The CPPA method also owns above iteration with \(\alpha =1\), and the rCPPA can be written in the form of (1.7) and (1.8). We take \(R = 0.60\), \(r_0 = R\), \(t_0 = 1.02/R=1.70\) and \(\gamma = 1.80\) for the CPPA and rCPPA method, and take \(\alpha _r=7.00\), \(\alpha _t=0.04\), \(\alpha =\sqrt{0.28}\approx 0.53\), \(r = \alpha _r R=4.20\), \(t = 1.02\alpha _t/R\approx 0.07\) for the gCPPA. The initial points for all methods are taken as zeros and the stopping criterion is set to

$$\begin{aligned} Tol=\frac{\Vert \mathbf{x }^{k+1}-\mathbf{x }^k\Vert }{\Vert \mathbf{x }^k\Vert }<10^{-6}. \end{aligned}$$

(3.10)

Set \(\sigma =0.5\). For easy comparisons, the original images, degraded images and the restored images are displayed in Fig. 5.

Fig. 5

Original images, degraded images with \(\sigma =0.5\) and reconstructed images by the CPPA, rCPPA, gCPPA (top row: the gaussian convolution; bottom row: the out-of-focus convolution)

Fig. 6

Evolutions of SNR with respect to the number of iterations (Iteration No.) and computing time (CPU time) (top row: the gaussian convolution with \(\sigma =0.5\); bottom row: the out-of-focus convolution with \(\sigma =0.5\);)

The evolutions of SNR with respect to iterations and computing time are displayed in Fig. 6. It shows that both the CPPA and gCPPA methods reach the higher SNR in a short time.
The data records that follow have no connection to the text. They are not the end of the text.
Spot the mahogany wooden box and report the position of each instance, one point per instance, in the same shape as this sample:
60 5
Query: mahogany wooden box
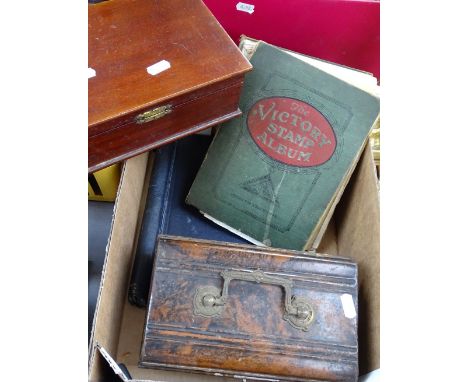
251 312
158 70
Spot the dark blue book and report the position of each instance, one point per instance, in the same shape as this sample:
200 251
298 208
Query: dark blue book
174 170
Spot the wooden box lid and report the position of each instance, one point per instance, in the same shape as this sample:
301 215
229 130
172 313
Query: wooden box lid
147 53
257 312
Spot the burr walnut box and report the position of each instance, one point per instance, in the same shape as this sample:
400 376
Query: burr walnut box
251 312
157 71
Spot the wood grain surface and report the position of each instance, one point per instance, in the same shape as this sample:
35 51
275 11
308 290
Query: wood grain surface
250 337
125 37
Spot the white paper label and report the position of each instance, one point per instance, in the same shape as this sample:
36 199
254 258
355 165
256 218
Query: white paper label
249 8
348 305
91 73
159 67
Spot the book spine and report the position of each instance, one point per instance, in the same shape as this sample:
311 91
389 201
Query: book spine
152 224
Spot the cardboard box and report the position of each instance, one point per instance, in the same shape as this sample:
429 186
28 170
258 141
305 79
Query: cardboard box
354 232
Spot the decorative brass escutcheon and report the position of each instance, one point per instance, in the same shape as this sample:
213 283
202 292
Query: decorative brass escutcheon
153 114
209 300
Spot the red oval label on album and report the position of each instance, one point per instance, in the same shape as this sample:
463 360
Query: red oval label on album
291 131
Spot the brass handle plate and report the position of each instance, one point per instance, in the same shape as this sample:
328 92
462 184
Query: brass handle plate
209 301
153 114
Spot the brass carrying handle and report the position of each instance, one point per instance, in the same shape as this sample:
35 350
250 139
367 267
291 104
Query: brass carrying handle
209 301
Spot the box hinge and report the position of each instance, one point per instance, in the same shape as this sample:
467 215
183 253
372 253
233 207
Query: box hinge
153 114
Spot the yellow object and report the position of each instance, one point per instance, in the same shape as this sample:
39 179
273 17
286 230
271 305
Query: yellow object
103 184
375 143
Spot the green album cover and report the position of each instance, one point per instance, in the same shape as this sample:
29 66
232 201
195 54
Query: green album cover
271 173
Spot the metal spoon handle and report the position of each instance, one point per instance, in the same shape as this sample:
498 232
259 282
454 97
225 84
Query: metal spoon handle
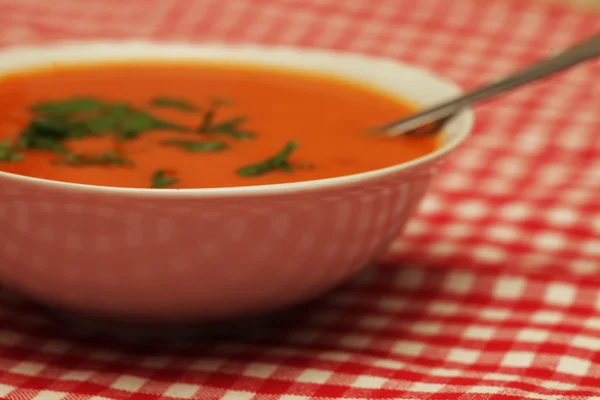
574 55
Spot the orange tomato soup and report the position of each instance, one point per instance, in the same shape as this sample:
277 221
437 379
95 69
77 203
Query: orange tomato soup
328 118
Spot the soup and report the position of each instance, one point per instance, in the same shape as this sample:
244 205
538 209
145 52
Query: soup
162 125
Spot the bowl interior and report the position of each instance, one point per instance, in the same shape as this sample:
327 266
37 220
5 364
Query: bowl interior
409 83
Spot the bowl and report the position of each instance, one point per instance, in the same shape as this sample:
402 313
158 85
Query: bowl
210 254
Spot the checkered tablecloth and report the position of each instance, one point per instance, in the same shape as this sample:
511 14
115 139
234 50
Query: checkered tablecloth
493 293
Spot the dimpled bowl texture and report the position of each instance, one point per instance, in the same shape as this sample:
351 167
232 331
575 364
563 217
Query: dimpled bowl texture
209 254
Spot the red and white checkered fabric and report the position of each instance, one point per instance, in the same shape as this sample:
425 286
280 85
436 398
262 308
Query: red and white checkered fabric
493 293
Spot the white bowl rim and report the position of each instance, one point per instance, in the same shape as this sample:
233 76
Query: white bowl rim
153 50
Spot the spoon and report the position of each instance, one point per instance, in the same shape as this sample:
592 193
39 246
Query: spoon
431 120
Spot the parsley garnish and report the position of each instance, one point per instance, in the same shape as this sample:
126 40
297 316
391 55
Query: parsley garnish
162 179
8 153
280 161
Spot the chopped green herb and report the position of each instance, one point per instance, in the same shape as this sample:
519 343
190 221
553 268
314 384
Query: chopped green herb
170 102
196 146
8 153
69 107
161 179
280 161
108 158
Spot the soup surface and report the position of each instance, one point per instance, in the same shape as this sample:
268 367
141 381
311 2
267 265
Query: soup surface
194 125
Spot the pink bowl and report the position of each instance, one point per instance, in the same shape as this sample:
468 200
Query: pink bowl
205 254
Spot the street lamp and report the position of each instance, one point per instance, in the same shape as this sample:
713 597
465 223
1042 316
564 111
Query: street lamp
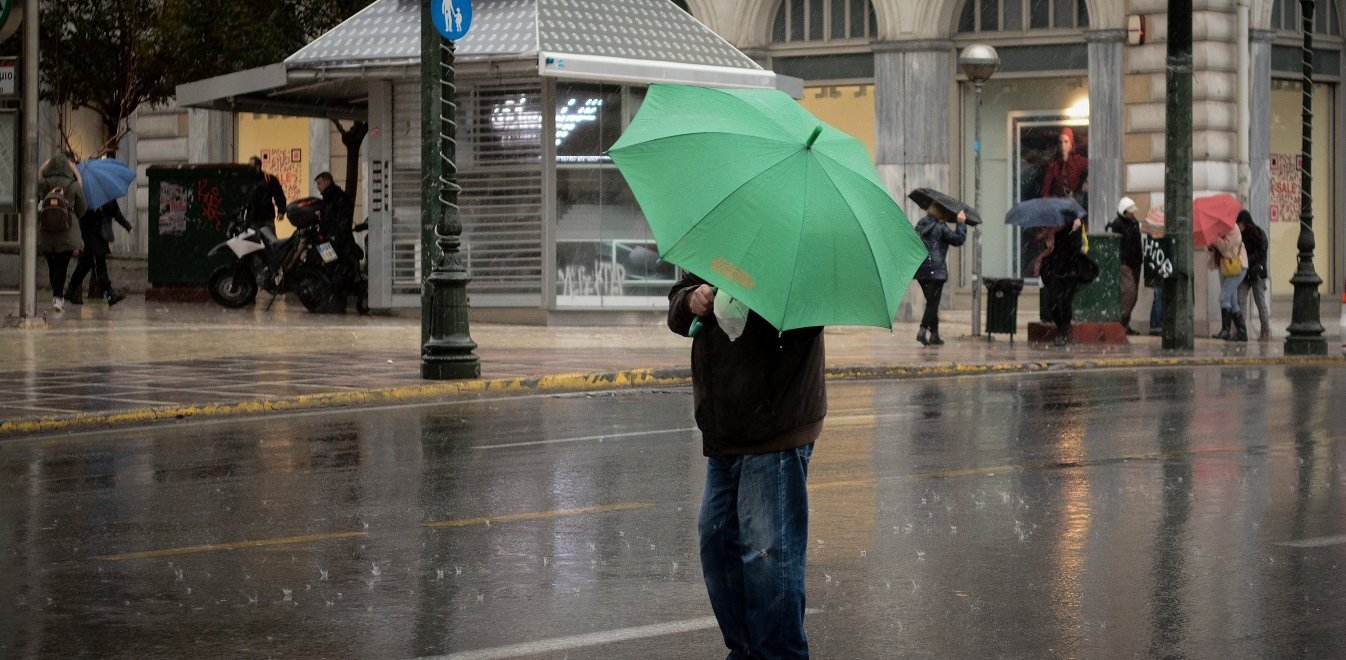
979 63
1306 330
446 344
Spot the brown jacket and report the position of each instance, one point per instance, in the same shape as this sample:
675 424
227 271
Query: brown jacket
762 392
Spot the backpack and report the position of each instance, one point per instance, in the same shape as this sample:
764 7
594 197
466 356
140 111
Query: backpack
55 213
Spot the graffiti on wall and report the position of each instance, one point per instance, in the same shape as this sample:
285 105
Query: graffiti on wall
1284 187
172 209
176 204
602 278
288 166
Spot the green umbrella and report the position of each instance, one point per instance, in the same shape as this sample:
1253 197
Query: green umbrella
754 194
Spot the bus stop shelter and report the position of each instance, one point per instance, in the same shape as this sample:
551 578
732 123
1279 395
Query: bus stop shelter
543 88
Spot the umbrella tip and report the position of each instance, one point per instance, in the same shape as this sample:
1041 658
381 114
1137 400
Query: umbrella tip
813 136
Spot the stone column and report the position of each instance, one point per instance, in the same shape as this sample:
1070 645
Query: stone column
1259 128
913 120
1105 124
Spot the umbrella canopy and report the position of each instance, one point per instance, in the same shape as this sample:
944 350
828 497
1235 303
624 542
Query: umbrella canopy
925 197
1213 217
754 194
1045 212
105 179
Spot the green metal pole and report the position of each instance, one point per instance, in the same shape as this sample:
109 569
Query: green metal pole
1306 330
446 345
1178 288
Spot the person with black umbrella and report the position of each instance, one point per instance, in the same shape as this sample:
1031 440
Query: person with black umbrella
938 236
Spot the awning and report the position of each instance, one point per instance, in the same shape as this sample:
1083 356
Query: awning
602 41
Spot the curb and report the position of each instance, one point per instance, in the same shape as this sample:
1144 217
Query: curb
584 381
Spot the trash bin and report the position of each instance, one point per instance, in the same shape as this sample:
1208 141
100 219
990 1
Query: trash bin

However, the CPPA converges to the solutions worse than that of the rCPPA, while the gCPPA converges to better solutions than the rCPPA in TV uniform noise removal problem.

The numerical results on more experiments with different \(\sigma \) are put into Table 3 for comparisons.

Table 3 Results of the CPPA, rCPPA and gCPPA with different \(\sigma \)

In Table 3, each set of \(\cdot \setminus \cdot \setminus \cdot \) represents the number of iterations, the computing time in seconds and the restored SNR when the stopping criterion (3.10) is met. From Table 3, one can conclude that: the rCPPA has better performance comparing with the CPPA in SNR, but worse in the number of iterations and cpu-time, while the gCPPA has better performance comparing with the CPPA in all terms including SNR, the number of iterations and cpu-time.

4 Conclusions

In this paper, we propose two customized proximal point algorithm by modifying the prediction step involving no relaxation step. We have proposed two new CPPAs (i.e., gCPPA and eCPPA), both do not involve any relaxation step but still keep the same convergence properties as the CPPA within some relaxation steps. Numerical results have demonstrated that the proposed methods are more effective than some state-of-the-art methods.